Following the success of last year’s Hereditary (which
I also reviewed, and you can find here in case you missed it) Ari Aster has taken a second stab at the horror genre
with Midsommar – and sticking with his m.o., he also wrote and directed
it. Just like Hereditary, Midsommar spends time examining human
relationships and how grief can affect people, you know – before all hell
breaks loose. Dani (Florence Pugh), is shaken to the core as a horrific tragedy
befalls her sister and parents. She begins to rely even more on her dumbass
boyfriend Christian (Jack Reynor), who unbeknownst to Dani has been questioning
their relationship for quite some time. Dani and Christian have been dating for
3.5 or 4 years, depending on who you ask. They are both graduate students – allowing
us to presume that they are relatively intelligent (spoiler alert: this
presumption gets adequately tested as the film progresses).
One of Christian’s graduate school friends – Pelle (Vilhelm
Blomgren) is from a small community in Sweden. Pelle wants to bring Christian
and their other graduate school friends Josh (William Jackson Harper) and Mark
(Will Poulter) with him for his hometown’s Midsommar celebration. Christian
halfheartedly extends the invitation to Dani, never thinking she would actually
be accompanying the group. Of course she does, and the five graduate students
find themselves in rural Sweden. Almost immediately, the group gets offered
hallucinogenic mushrooms which kicks off a series of events and, at times, causes
the group to struggle with distinguishing reality from fantasy. As the
midsommar festival continues and the group of friends witness more and more of
the local rituals, the sense of dread in the characters, and film, grows exponentially.
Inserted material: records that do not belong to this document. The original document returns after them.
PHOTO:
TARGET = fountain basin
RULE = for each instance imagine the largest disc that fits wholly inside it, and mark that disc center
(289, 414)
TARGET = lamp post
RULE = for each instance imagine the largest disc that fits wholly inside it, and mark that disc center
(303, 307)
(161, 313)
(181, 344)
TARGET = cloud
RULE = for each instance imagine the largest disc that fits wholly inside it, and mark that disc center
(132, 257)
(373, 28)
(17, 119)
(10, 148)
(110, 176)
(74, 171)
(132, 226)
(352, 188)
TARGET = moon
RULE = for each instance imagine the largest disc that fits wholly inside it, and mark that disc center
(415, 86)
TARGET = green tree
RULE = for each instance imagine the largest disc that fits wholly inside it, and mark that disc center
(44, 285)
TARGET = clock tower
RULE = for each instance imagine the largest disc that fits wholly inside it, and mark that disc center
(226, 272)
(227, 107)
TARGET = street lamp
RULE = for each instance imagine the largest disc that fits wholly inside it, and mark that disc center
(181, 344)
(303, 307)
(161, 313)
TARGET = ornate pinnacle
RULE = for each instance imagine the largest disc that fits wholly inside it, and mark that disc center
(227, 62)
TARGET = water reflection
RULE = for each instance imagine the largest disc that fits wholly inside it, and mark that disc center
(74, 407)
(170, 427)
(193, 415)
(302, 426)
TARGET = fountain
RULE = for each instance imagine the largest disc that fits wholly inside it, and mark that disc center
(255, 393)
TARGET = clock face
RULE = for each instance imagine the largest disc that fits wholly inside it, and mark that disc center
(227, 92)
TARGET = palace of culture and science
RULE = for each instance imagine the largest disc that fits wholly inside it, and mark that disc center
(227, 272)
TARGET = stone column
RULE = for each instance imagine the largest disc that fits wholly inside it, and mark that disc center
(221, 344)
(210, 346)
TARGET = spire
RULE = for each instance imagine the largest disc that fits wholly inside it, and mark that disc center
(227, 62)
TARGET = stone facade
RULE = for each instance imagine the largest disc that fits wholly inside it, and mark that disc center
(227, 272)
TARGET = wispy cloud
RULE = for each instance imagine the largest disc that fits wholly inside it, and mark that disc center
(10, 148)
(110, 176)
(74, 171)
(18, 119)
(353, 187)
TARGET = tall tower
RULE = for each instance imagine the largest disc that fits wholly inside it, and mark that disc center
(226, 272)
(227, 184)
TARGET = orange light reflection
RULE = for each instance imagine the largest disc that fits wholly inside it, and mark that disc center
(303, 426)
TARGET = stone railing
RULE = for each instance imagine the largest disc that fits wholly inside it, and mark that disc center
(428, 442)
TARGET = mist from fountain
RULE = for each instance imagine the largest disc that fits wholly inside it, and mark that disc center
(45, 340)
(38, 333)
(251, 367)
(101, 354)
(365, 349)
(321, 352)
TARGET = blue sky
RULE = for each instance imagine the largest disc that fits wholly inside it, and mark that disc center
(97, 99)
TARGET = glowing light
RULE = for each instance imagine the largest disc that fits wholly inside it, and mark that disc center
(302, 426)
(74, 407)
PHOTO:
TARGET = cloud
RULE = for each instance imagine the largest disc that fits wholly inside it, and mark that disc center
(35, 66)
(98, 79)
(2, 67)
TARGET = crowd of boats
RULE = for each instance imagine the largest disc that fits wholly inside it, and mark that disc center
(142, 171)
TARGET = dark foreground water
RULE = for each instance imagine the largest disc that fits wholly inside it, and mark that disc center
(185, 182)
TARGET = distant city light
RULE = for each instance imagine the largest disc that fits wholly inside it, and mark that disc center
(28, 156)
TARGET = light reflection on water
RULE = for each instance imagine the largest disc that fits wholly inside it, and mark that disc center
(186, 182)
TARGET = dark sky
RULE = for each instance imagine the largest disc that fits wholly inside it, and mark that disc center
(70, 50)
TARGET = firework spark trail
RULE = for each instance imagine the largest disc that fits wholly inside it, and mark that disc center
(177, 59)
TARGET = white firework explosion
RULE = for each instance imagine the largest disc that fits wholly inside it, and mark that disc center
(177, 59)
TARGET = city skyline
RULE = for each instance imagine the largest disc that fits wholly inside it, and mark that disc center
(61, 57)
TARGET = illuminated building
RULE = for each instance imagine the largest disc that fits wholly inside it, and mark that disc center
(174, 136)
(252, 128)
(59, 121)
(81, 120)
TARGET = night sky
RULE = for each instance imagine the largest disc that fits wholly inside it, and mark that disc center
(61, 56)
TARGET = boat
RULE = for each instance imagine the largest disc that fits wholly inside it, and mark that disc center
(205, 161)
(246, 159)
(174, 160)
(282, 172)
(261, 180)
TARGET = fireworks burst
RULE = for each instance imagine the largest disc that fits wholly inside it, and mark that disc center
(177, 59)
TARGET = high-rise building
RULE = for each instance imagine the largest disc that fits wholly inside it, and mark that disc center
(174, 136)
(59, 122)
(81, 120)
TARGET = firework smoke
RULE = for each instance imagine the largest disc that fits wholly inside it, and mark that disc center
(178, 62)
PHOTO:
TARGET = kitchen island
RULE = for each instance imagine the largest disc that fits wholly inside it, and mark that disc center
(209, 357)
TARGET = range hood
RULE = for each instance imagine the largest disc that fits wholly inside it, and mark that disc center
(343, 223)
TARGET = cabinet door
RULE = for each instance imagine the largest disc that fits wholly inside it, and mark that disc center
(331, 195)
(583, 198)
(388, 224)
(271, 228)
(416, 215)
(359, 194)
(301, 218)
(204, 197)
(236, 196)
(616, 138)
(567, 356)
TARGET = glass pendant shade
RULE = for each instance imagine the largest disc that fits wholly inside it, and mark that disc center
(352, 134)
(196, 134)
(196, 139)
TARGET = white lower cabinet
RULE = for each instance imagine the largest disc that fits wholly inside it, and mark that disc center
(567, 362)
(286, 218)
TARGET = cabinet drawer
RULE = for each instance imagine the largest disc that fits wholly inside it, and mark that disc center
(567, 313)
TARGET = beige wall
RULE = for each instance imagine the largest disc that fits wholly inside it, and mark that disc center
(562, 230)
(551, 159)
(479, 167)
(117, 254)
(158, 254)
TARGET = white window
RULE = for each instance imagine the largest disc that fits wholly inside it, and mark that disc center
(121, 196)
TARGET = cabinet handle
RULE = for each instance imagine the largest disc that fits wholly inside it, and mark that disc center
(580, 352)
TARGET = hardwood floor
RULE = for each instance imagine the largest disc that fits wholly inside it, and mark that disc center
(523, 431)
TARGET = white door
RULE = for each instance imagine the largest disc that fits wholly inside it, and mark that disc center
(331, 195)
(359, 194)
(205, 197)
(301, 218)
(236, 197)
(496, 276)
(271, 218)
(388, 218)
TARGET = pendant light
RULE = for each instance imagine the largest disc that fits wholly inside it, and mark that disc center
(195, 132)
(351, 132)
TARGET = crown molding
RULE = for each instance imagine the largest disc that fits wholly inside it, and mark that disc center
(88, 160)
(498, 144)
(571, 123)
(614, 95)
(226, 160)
The best parts of Midsommar were the visuals. Unlike
the dark and dreariness we saw throughout Hereditary, Midsommar
is full of color – the flowers, symbols, buildings – all bright and seemingly
welcoming. That is just a surface level facade, as nearly everything has an
underlying sinister element to it.  Aster
certainly has a unique film style that some viewers will be drawn to and others turned
off from. After having seen his past two films, his style is very apparent and
he hasn’t shied away from it yet, and I see no reason that he will in future
works. Most of my favorite moments of the film were scene transitions and
camera angles, a few so powerful that they will certainly be what I remember
most from Midsommar. While Aster does employ numerous artistic shots, many
of which I enjoyed tremendously, there were times it seemed like he is so
focused on trying to capture imaginative moments that he was sacrificing
important aspects of the narrative and plot development. The film’s soundtrack
is also successful, and while it reminded me of Hereditary, it isn’t
able to quite reach the levels of its predecessor.
The film is quite lengthy, clocking in around 2 hours and 20
minutes, but overall there were only small moments that dragged on. Pugh gives a
strong performance and is the standout of the film. Just as Collette was able
to capture a wide range of emotion in Hereditary that really helped
drive the film forward, we see the same from Pugh here. I did get serious Wicker
vibes while watching Midsommar, and normally that is not a good
thing. Midsommar is not the best horror movie I’ve seen in recent years,
and I do not believe it was even better than Hereditary, but Aster is
able to take the audience on an interesting journey – one that is worth
watching and is a fairly successful sophomoric film.